Il n’y a pas pire aveugle que celui qui ne veut pas voir, dit-on, et Gregor Puppinck, directeur du think tank ECLJ, interpelle lui aussi Ségolène Royal, sur X : « Non, @RoyalSegolene, vous ne connaissez manifestement pas le sujet, ou alors vous servez de relais à la propagande du régime. Il n’y a pas de liberté religieuse en Algérie pour les chrétiens. » À BV, Gregor Puppinck explique qu’en effet, soit « elle n’y connaît rien, soit elle est un relais d’influence de la propagande du régime ». Cependant, il lui reconnaît un mérite, celui « d’avoir suscité cette polémique et d’avoir ainsi posé la question publiquement […], parce que le fait de nier cette oppression est le propre du gouvernement algérien qui espérait par la visite [du pape] donner une image lisse d’un pays qui respecte les catholiques mais qui oublie l’existence d’une vraie Église algérienne […] »

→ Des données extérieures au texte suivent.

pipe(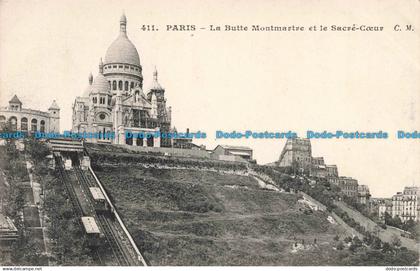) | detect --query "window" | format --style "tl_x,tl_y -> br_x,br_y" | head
119,65 -> 123,69
31,119 -> 37,132
99,113 -> 106,120
113,81 -> 117,90
118,81 -> 123,90
40,120 -> 45,132
0,116 -> 6,127
21,118 -> 28,131
130,82 -> 134,89
93,97 -> 97,104
8,116 -> 17,131
125,81 -> 129,91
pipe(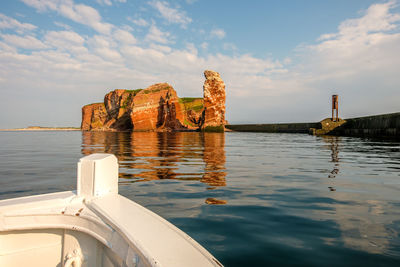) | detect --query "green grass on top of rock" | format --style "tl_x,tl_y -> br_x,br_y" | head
142,84 -> 172,94
180,97 -> 204,113
179,97 -> 202,103
183,119 -> 195,127
120,89 -> 143,108
84,102 -> 104,107
144,88 -> 161,94
125,89 -> 143,95
191,104 -> 203,112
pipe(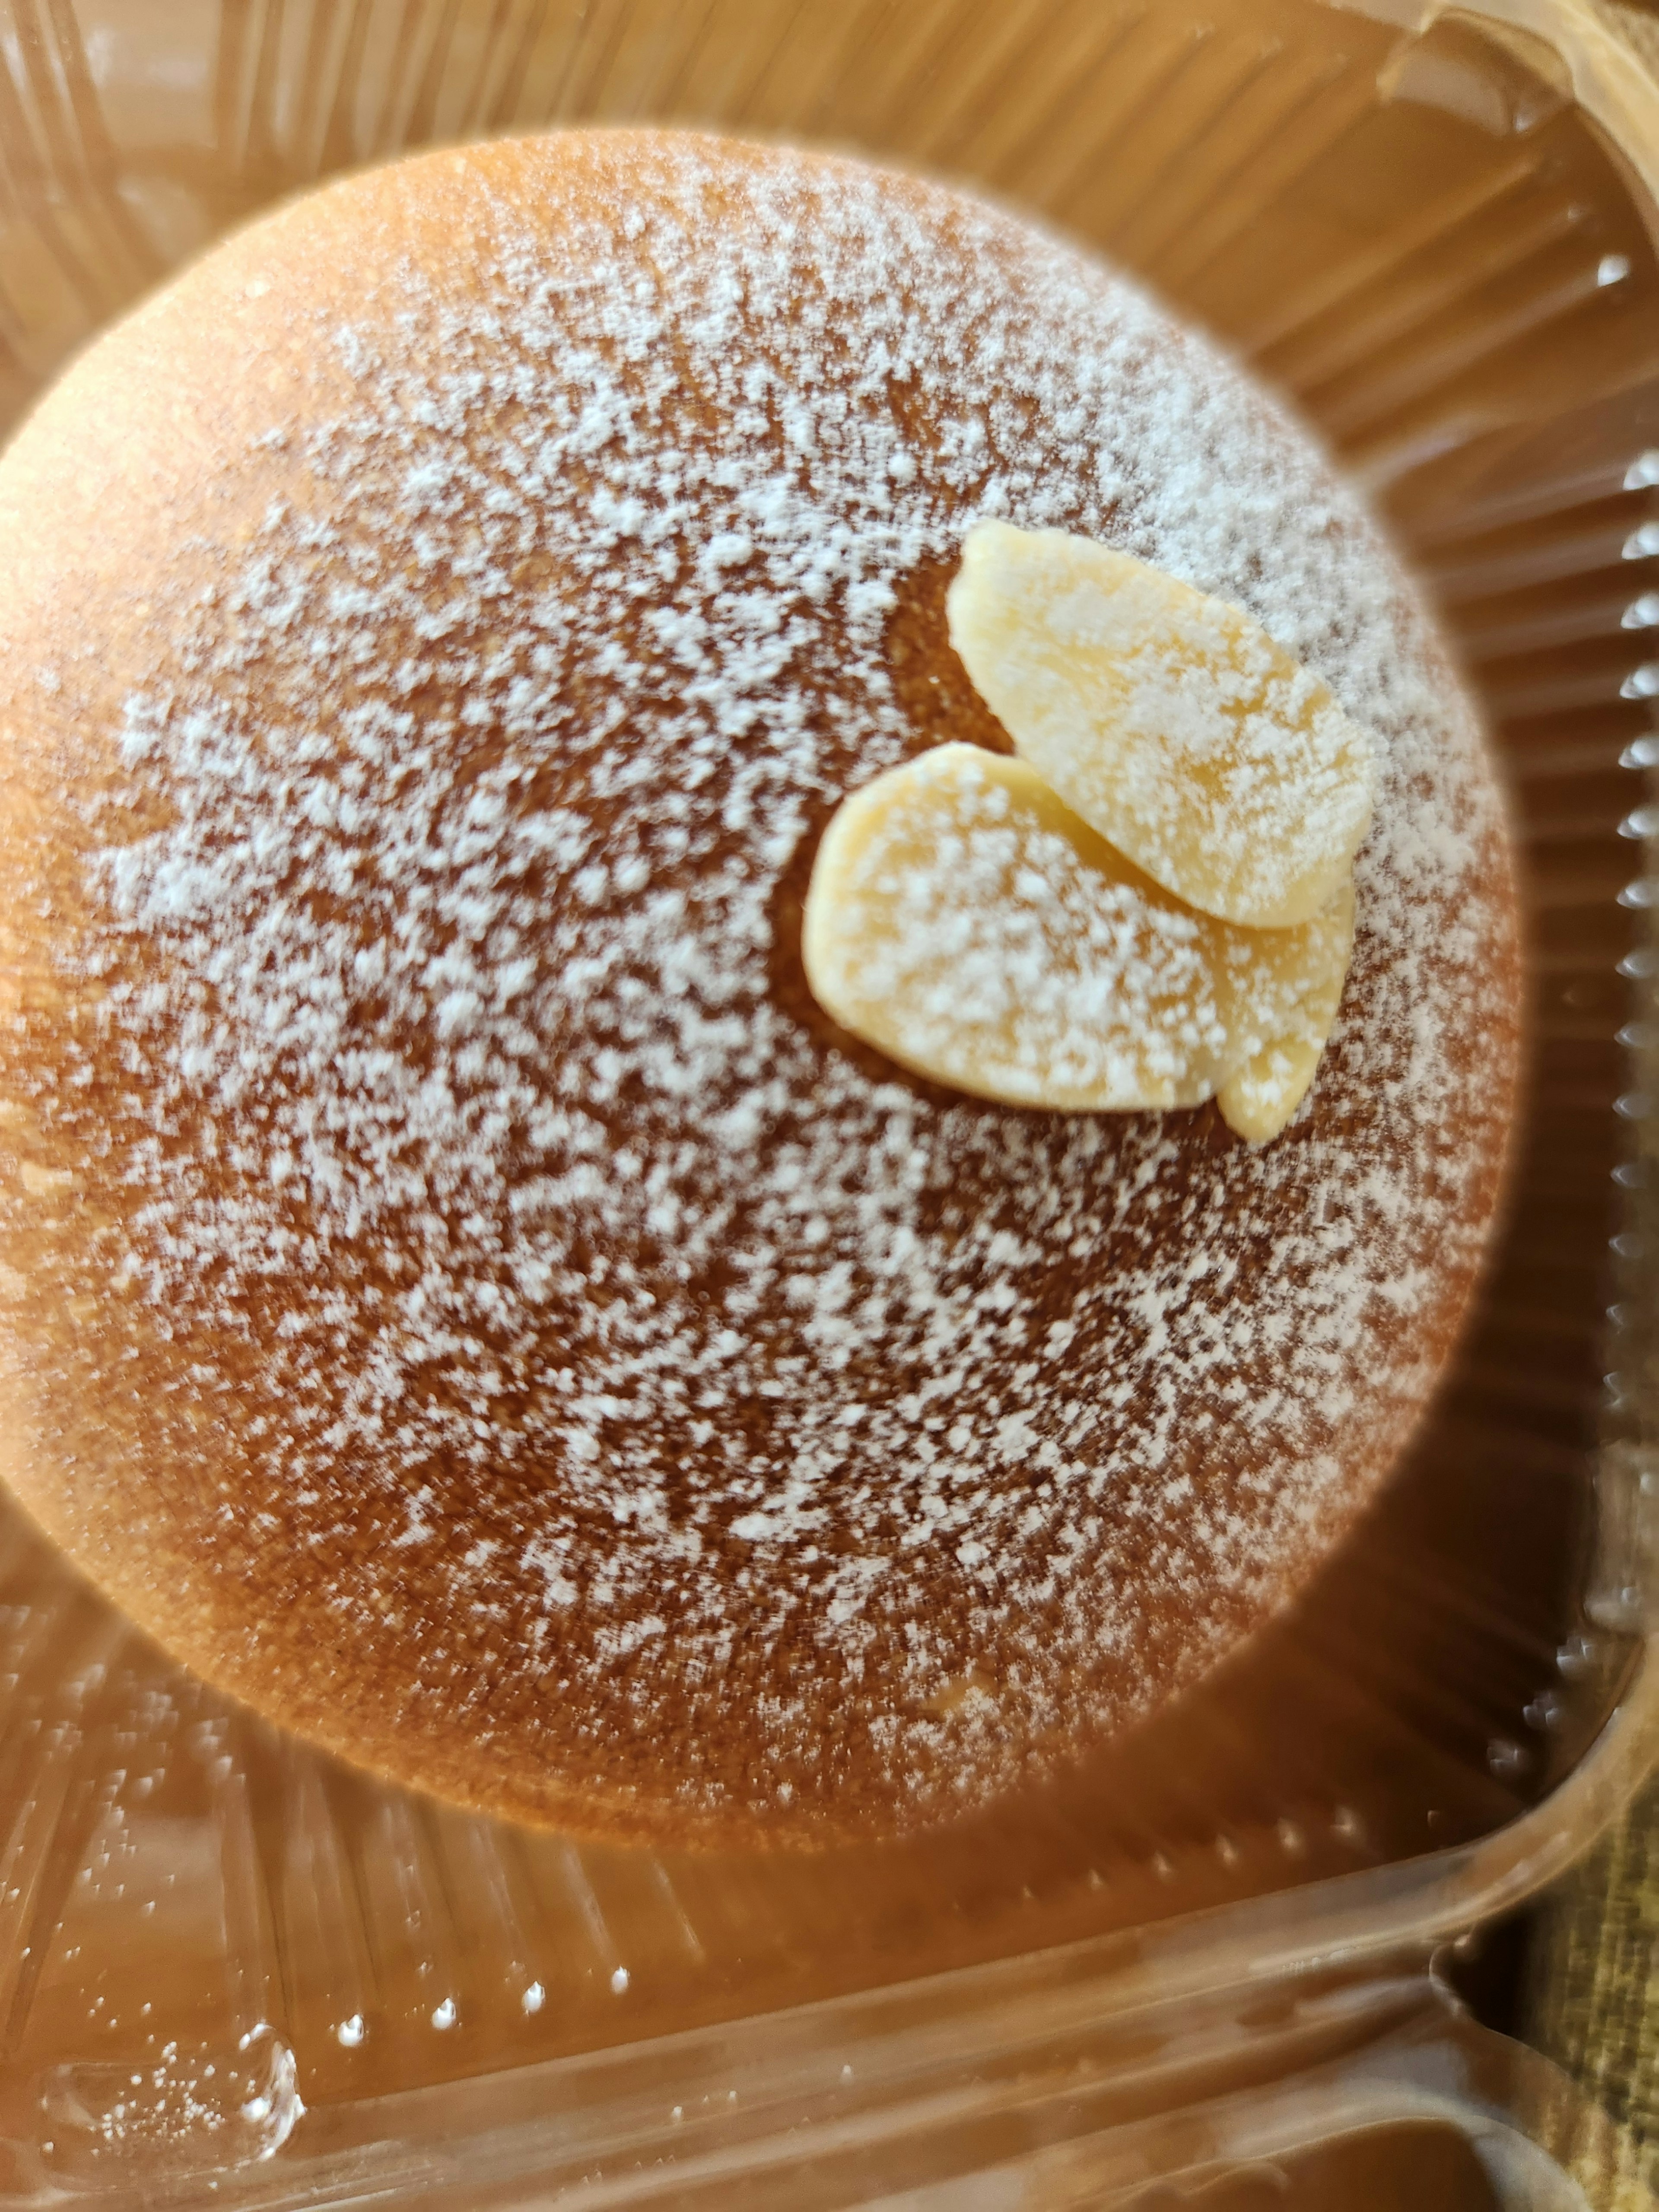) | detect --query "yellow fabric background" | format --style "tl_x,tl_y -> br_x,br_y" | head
1531,1763 -> 1659,2202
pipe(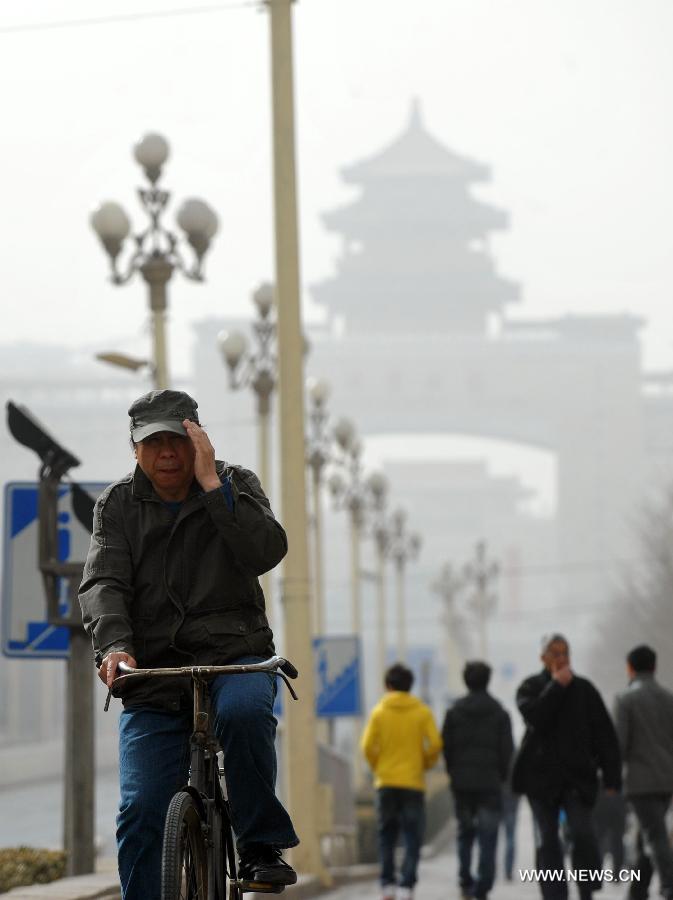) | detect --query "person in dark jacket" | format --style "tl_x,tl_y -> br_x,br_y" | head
79,390 -> 298,900
512,633 -> 621,900
442,660 -> 514,900
614,644 -> 673,900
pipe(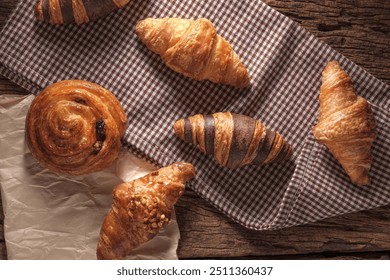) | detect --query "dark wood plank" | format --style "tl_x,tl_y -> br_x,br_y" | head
0,0 -> 17,30
0,0 -> 389,260
176,0 -> 390,260
0,243 -> 6,260
0,76 -> 28,95
265,0 -> 390,85
191,250 -> 390,260
176,189 -> 390,259
0,195 -> 6,260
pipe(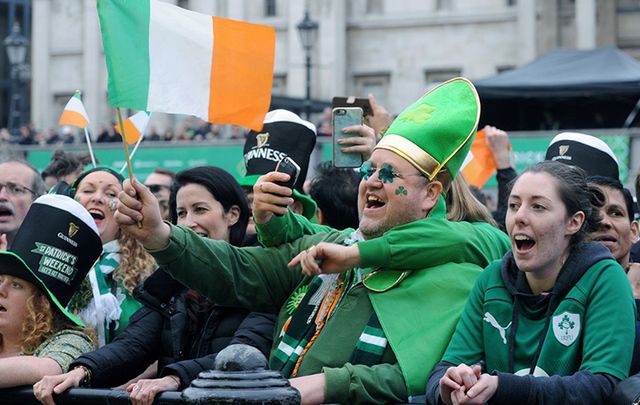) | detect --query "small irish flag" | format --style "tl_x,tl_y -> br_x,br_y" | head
461,129 -> 498,188
58,90 -> 90,129
97,0 -> 275,132
115,111 -> 150,144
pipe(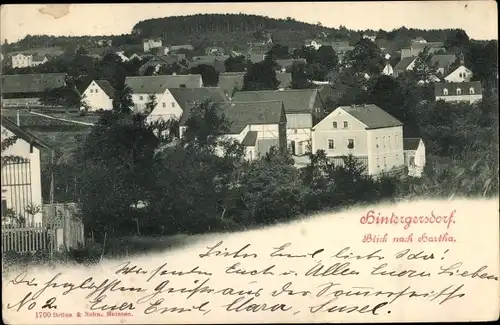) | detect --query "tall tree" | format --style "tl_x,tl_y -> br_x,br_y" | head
290,61 -> 313,89
112,84 -> 134,114
224,55 -> 250,72
266,44 -> 290,60
315,45 -> 338,71
242,58 -> 279,91
346,38 -> 385,75
188,64 -> 219,86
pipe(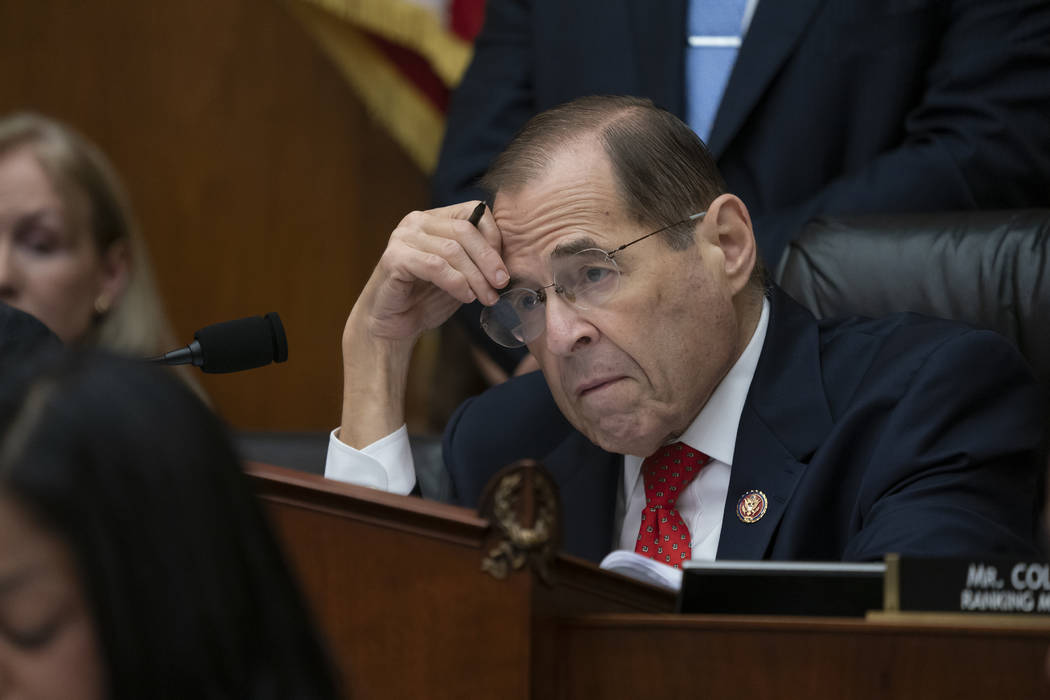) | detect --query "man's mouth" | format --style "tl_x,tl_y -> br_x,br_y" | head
576,376 -> 624,397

À ce sujet — « Un Algérien ne peut qu’être musulman ». Vraiment ?

C’est simple, explique Gregor Puppinck, « c’est comme si la France se contentait de la grande mosquée de Paris et que toutes les autres mosquées étaient interdites et puis qu’on disait : « regardez, il y a l’islam en France, regardez la grande mosquée de Paris ! » C’est la vitrine mais tout le reste serait en fait supprimé […] » L’image est parlante : il s’agit de montrer au chef religieux en visite comme ça brille dans la vitrine tout en oubliant que « la vraie Église algérienne, elle, est opprimée ». Il nuance d’ailleurs encore : les catholiques étrangers sont « tolérés mais à condition qu’ils ne fassent pas d’évangélisation […] même implicite, silencieuse dans les œuvres », comme le montre, ajoute-t-il, l’interdiction de Caritas-Algérie en 2022.

Peut-être que, finalement, Ségolène Royal aura rendu service aux chrétiens d’Algérie : si c’était un non-sujet, elle n’aurait pas eu besoin d’en parler et de prendre la défense du gouvernement algérien.